Božidar Debenjak (born 7 May 1935) is a Slovenian Marxist philosopher, social theorist and translator.

==Biography==
He was born in Ljubljana, Slovenia, then part of the Kingdom of Yugoslavia. In 1961, he became professor at the University of Ljubljana. For more than thirty years, he taught Marxist theory and history of philosophy at the Ljubljana University; many renowned Slovenian philosophers and sociologists were among his pupils, including Slavoj Žižek, Mladen Dolar, Rastko Močnik, Renata Salecl and Tonči Kuzmanić. He was one of the first scholars to introduce the thought of the Frankfurt school in the curricula of Yugoslav universities.

He has written several books, mostly on Marxist theory, including a monograph on the thought of Friedrich Engels (Friedrich Engels: History and Alienation, 1970), in which he portrayed Engels as a "subtler historical materialist than Marx", who "managed to establish a clearer dividing line between history and nature". His Introduction to Marxist Philosophy (1977) was published in 4 editions, and was one of the most influential synthesis of Marxist thought in Slovenia.

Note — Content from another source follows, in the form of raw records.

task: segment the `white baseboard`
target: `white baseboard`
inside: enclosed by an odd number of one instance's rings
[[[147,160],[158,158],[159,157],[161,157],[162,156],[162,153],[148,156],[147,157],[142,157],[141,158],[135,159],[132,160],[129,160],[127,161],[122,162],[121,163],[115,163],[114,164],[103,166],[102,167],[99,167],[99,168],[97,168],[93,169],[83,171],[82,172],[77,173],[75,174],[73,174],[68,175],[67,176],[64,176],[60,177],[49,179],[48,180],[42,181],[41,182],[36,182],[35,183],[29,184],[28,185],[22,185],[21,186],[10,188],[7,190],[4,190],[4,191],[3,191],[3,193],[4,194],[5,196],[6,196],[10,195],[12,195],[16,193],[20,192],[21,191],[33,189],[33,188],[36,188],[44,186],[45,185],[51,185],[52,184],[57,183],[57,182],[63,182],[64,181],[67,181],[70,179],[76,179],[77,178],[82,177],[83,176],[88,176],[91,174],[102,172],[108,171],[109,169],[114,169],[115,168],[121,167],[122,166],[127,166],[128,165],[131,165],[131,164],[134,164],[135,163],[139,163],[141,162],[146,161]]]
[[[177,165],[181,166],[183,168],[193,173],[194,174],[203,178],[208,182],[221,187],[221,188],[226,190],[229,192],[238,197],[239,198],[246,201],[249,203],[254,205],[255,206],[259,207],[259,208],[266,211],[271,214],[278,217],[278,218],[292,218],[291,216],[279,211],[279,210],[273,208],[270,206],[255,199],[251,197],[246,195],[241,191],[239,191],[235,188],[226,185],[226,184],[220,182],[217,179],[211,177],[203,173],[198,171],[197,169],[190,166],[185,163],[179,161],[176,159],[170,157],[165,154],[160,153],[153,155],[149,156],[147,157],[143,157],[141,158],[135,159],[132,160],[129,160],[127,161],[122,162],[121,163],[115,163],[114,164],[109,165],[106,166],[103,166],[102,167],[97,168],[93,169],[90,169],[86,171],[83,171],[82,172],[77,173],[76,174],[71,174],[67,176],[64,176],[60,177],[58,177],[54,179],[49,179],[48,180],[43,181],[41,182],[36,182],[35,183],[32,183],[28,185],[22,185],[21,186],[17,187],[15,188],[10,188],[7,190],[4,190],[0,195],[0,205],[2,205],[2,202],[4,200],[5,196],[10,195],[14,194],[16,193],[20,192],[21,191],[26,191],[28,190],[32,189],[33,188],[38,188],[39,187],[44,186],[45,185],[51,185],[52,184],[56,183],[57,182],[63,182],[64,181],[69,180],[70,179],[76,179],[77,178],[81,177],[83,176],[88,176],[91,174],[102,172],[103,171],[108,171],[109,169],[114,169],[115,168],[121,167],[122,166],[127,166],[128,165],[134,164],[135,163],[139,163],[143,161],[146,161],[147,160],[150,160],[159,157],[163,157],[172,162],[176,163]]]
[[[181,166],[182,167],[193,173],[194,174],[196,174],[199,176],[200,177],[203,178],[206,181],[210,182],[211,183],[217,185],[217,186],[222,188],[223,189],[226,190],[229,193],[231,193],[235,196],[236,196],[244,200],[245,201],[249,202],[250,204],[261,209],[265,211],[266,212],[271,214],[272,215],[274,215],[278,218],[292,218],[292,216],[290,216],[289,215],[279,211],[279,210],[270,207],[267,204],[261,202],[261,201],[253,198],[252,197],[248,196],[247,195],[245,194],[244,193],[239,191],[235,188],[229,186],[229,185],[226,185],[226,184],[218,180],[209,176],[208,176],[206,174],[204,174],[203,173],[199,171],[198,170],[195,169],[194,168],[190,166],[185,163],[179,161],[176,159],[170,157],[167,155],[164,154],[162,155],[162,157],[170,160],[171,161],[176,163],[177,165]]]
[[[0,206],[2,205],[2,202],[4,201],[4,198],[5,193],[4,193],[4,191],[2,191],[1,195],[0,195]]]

He also translated several works, mostly from German, including several works by Karl Marx (especially young Marx), Friedrich Engels, Rosa Luxemburg, Theodor Adorno, Max Horkheimer, Herbert Marcuse, Karl Korsch, Lenin, Jürgen Habermas and Martin Luther. He also translated Hegel's Phenomenology of the Mind and Valvasor's The Glory of the Duchy of Carniola (together with his wife and son), and co-authored one of the most comprehensive Slovene-German dictionaries.

He was married to Doris Debenjak (née Krisch), a Slovenian translator of Gottschee German descent and chair of the Society of Native Gottschee Settlers.

== Major works==
- Pota razvoja ("Paths of Development". Ljubljana, 1961).
- Friedrich Engels - zgodovina in odtujitev ("Friedrich Engels: History and Alienation". Maribor, 1970).
- V alternativi : marksistične študije ("In Alternative: Marxist Studies". Ljubljana, 1974).
- Meščanski kozmos in revolucionarna teorija: aspekti "kritične teorije družbe" ("The Bourgeois Universe and the Revolutionary Theory: Aspects of the 'Critical Theory of Society'. Ljubljana, 1977).
- Vstop v marksistično filozofijo ("Introduction to Marxist Philosophy". Ljubljana, 1977).